IBIZA | LAURA FERRER ARAMBARRI
Hoy en día nadie construiría en sa Penya una casa como la que en 1960 erigió el pintor y arquitecto alemán Erwin Broner sobre el acantilado. Una casa abierta en todos los sentidos. Nadie consideraría esa casa segura en un barrio que en los últimos años se ha caracterizado por concentrar buena parte del tráfico de droga en la isla. Pero la apuesta del Ayuntamiento de Ibiza y del Govern a través de la Ley de Barrios es que esa realidad cambie (así lo aseguraron en la inauguración de la reforma la alcaldesa, Lurdes Costa, y el presidente, Francesc Antich) a través de la rehabilitación de los cascos históricos y de la creación de focos de atracción para que la gente no los evite y se pasee por ellos. Ese es otro de los objetivos de la rehabilitación de la casa, ya que podrá ser visitada por los ciudadanos tanto de manera individual como en grupos (aunque estos últimos deberán avisar antes en el teléfono 971 39 21 47).
La vivienda-estudio de Broner ha recuperado su esplendor original, eliminando también las pequeñas reformas que introdujo su viuda Gisela Broner. Los trabajos han incluido la rehabilitación de la estructura y las fachadas, muy dañadas, pero también la reconstrucción del mobiliario diseñado por el propio Broner.
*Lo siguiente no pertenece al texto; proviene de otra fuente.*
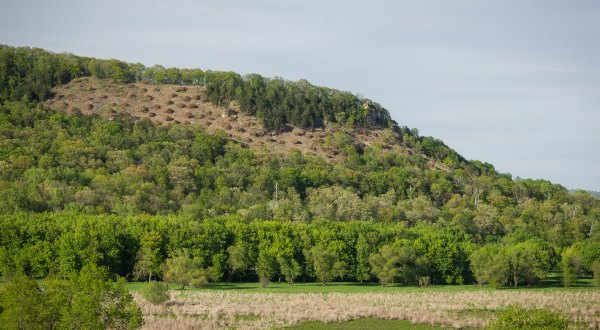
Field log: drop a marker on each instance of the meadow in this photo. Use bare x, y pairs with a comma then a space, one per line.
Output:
355, 305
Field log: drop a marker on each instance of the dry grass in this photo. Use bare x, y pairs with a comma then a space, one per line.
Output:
210, 310
93, 95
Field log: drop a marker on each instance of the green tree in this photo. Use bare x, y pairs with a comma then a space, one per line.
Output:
266, 267
155, 292
363, 269
326, 264
87, 300
528, 262
489, 264
149, 257
22, 305
238, 259
184, 270
290, 268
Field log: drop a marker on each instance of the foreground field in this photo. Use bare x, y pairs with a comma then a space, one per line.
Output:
208, 309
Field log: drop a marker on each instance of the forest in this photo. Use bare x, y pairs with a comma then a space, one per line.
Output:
179, 204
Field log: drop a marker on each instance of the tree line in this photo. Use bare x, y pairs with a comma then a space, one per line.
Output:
30, 73
190, 252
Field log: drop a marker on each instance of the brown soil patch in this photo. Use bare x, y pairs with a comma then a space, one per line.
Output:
171, 104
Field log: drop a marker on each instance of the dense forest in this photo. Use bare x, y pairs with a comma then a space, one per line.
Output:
30, 73
143, 200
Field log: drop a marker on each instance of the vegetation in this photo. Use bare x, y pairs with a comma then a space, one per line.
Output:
515, 317
84, 195
87, 300
30, 73
450, 307
156, 293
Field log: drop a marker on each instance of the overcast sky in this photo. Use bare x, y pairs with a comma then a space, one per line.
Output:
515, 83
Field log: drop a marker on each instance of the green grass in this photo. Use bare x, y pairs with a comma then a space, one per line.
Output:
368, 323
552, 283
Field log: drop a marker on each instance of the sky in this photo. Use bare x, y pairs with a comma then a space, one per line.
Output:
515, 83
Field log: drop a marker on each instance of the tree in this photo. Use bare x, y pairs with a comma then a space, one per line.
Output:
238, 259
290, 268
156, 293
528, 262
363, 269
326, 264
22, 304
596, 272
570, 264
184, 270
385, 264
149, 258
87, 300
489, 264
266, 266
402, 263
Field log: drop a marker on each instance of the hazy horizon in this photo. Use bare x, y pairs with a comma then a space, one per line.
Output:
515, 84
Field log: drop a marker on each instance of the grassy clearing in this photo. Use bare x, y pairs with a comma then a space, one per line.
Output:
456, 309
366, 323
552, 284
La casa cuenta con varias alturas. La principal se distribuye en torno a una cocina-salón con un ventanal que realmente ocupa toda la fachada de la vivienda con unas impresionantes vistas al mar. Un reto especial para los arquitectos fue lograr unas persianas similares a las que Broner diseñó para esta gran ventana, con unos bastidores metálicos y articulables. El salón está presidido por una chimenea y la cocina, de pequeñas dimensiones, es muy funcional. En esta planta hay una habitación y un baño.
En la parte inferior está el estudio que da paso a un jardín. Desde este espacio se puede acceder a la planta principal a través de una pasarela construida sobre el acantilado. La terraza es, sin duda, una de las partes más singulares de la vivienda ya que, aunque es muy abierta, presenta dos semicírculos de obra que actuaban como parasoles para preservar la intimidad de los Broner cuando tomaban el sol o leían frente al mar.
Visitas sin guía
Por el momento es posible recorrer la casa por libre. De octubre a abril el horario será de martes a domingo de 10 a 13,30 horas y de martes a viernes de 16 a 18 horas. Los lunes y festivos estará cerrado. De mayo a septiembre el acceso será posible en horario de martes a domingo de 10 a 13,30 horas y de martes a viernes de 17 a 20 horas.